Хома Брут гибнет от страха, но ценой своей жизни губит нечистую силу, бросившуюся на философа и не услышавшую вовремя крик петуха – после его третьего крика, духи, не успевшие вернуться в подземное царство мертвых, погибают.
"В "Вие" - отмечал А. К. Вронский – милая чувственность, земное, существенное ведет борьбу со смертными очарованиями, с темными душевными наслаждениями, с погибельным миром, но таящим неизъяснимые наслаждения".
Дьявольская сила в повести "Вий" поистине страшна.

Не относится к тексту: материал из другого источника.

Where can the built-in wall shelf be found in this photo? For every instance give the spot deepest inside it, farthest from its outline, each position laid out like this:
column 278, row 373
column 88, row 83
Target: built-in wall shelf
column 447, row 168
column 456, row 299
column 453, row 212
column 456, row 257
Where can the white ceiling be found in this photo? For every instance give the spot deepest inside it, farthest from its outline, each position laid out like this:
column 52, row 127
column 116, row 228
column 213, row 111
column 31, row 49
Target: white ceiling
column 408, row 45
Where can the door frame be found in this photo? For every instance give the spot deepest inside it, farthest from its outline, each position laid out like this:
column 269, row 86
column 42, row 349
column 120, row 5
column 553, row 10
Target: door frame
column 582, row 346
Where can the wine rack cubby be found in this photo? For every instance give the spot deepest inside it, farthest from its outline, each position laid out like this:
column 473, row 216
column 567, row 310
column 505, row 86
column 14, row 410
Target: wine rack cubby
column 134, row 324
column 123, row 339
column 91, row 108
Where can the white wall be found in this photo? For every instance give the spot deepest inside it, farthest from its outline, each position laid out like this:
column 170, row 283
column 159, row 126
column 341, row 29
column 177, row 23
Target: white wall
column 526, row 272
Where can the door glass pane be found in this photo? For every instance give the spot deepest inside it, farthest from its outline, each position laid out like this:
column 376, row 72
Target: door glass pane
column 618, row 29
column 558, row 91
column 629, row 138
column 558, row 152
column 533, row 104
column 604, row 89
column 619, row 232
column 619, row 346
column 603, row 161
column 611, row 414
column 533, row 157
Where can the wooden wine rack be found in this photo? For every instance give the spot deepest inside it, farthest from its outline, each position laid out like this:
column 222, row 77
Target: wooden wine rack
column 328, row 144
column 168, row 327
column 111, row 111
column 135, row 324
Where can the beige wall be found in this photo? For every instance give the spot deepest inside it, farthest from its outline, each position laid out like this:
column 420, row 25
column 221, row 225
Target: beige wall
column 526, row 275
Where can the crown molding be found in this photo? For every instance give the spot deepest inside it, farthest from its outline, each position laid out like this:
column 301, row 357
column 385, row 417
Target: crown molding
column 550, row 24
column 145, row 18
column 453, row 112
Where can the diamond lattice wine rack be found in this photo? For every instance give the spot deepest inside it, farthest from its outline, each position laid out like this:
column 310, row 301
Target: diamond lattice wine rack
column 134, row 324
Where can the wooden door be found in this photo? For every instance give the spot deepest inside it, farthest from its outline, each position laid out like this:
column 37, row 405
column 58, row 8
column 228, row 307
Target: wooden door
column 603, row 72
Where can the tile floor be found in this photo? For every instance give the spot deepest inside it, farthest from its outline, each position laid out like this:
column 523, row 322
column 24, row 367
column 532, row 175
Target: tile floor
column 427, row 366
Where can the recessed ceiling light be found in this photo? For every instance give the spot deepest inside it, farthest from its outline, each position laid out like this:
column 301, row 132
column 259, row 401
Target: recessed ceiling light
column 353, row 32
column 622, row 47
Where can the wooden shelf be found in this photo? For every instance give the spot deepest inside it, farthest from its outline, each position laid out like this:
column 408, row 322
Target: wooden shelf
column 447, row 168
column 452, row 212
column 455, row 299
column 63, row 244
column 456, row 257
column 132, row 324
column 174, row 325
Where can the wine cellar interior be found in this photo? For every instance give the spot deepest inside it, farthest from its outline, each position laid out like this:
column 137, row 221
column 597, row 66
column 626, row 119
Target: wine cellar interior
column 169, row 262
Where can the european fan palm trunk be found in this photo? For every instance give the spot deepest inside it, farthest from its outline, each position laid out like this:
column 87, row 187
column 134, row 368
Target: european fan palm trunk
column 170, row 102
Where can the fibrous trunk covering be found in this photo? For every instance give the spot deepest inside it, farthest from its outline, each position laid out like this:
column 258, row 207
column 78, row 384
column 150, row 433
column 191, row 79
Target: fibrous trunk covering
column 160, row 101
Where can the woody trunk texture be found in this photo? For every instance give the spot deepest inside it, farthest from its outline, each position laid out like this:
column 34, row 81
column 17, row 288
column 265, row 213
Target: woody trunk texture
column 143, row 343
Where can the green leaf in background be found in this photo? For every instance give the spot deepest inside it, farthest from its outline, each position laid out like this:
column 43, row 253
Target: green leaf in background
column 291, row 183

Это либо "огромное чудовище в своих перепутанных волосах, в лесу: сквозь сеть волос глядели страшно два глаза, подняв немного брови. Над нами держалось в воздухе что-то в виде огромного пузыря с тысячью протянутых из середины клещей и скорпионьих жал. Чёрная земля висела на них клоками" Или сам Вий - "приземистый, дюжий, косолапый человек. Весь был он в чёрной земле. Как жилистые, крепкие корни, выдавались его, засыпанные землёю, ноги и руки. Тяжело ступал он, поминутно оступаясь. Длинные веки опущены были до самой земли. С ужасом заметил Фома, что лицо было на нем железное... "Поднимите мне веки: не вижу!" - сказал подземным голосом Вий, - и все кинулось подымать ему веки. Вий уставил на Хому свой железный палец, философ упал на землю бездыханный". [14, 295]

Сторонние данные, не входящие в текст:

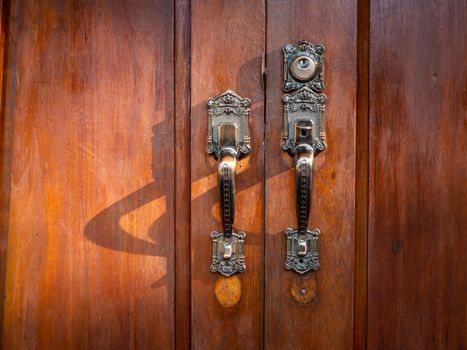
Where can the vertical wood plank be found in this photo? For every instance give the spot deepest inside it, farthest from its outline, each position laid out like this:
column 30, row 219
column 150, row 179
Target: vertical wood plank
column 227, row 46
column 418, row 129
column 91, row 223
column 182, row 175
column 361, row 183
column 325, row 322
column 5, row 160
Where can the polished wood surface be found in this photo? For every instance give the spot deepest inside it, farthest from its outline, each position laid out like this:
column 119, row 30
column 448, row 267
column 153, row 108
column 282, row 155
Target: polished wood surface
column 325, row 322
column 417, row 278
column 89, row 93
column 182, row 175
column 108, row 196
column 227, row 43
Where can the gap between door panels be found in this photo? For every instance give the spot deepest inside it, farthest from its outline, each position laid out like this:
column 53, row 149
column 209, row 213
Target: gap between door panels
column 5, row 159
column 182, row 173
column 362, row 175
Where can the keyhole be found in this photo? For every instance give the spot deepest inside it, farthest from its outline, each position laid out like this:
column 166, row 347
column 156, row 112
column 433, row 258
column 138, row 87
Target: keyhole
column 303, row 63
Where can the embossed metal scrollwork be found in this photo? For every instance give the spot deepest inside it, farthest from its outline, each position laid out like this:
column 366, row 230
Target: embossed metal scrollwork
column 303, row 139
column 228, row 140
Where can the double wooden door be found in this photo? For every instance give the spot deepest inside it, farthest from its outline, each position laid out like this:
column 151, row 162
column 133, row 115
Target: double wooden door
column 109, row 197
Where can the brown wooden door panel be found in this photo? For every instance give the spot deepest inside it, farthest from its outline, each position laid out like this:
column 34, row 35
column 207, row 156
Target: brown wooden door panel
column 417, row 265
column 90, row 232
column 109, row 197
column 227, row 47
column 325, row 322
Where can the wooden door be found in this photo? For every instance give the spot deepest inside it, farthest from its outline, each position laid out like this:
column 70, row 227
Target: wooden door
column 108, row 195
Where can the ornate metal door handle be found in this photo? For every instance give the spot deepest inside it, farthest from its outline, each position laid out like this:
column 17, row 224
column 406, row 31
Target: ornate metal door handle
column 303, row 138
column 228, row 140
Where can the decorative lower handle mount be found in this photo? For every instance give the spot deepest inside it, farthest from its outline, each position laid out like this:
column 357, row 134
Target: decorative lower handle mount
column 228, row 140
column 303, row 138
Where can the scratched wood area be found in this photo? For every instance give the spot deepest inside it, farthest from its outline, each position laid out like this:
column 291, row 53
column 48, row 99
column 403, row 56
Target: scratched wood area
column 90, row 230
column 324, row 321
column 227, row 46
column 417, row 277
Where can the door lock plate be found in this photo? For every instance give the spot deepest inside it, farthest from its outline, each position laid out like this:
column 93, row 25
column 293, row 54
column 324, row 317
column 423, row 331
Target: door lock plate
column 303, row 138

Вий – это образ, рождённый во времена "помрачения". Он не меньше, чем Печорин или Онегин, герой времени, и больше, чем они, - символ, вобравший в себя все страхи, тревогу и боль этой поры. В такие времена из тёмных закоулков сознания, из колыбельных страхов, из пещерных глубин души на свет выходят призраки и страшилища, обретающие реальные черты.